Ask anyone to name the most famous tune from any opera and it is quite likely that the answer will be Offenbach's Infernal Gallop, better known as the Can-Can. You only have to hear it to see the swirling petticoats and feel the exhilarating atmosphere of Paris at its most daring and risque.
White Horse Opera's latest production entered this liberated world, where wine, women and song rule the day. Offenbach's greatest operetta is delightfully naughty and pokes irreverent fun at two of the cornerstones of French society, its culture and its politics.
This fun can still be enjoyed today, as we follow the escapades of the very unholy Greek gods who are determined to spice up their dreary lives.
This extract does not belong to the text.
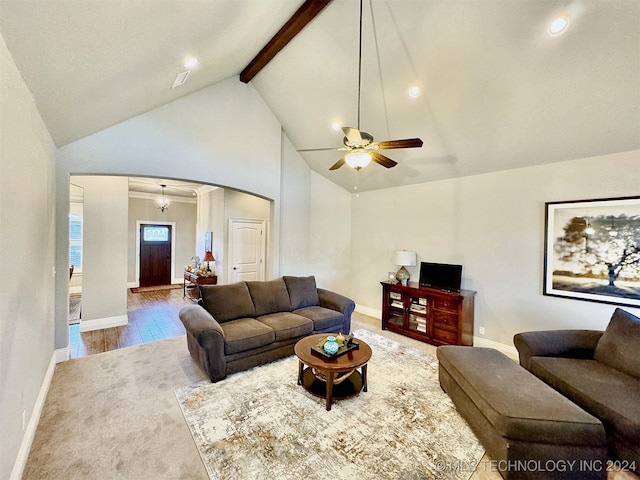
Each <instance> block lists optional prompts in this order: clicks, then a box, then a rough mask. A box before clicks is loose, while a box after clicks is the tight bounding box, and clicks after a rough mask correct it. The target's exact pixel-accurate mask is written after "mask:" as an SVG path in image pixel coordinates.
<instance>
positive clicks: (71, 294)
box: [69, 293, 82, 325]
At the centre of the mayhem is the gorgeous Eurydice, whose zest for life makes her reject her boring husband Orpheus and welcome the advances of both Jupiter and Pluto.
Offenbach tells his tale with panache and wit and produces a tireless succession of ravishing and foot-tapping melodies to accompany it.
White Horse Opera's production was suitably racy and featured an array of singers who are well-known to its regular audiences. Rebecca Hiller [Eurydice] and Neil Kirkman [Jupiter] both made a strong impact in last year's Sonnambula, and Tom Magnone and Alexandra Denman make a welcome return to the company to play Orpheus and his severe guide Public Opinion. The production was conducted by our resident Musical Director Arne Kovac and directed by Chrissie Higgs, who staged the recent successful tour of The Pirates of Penzance.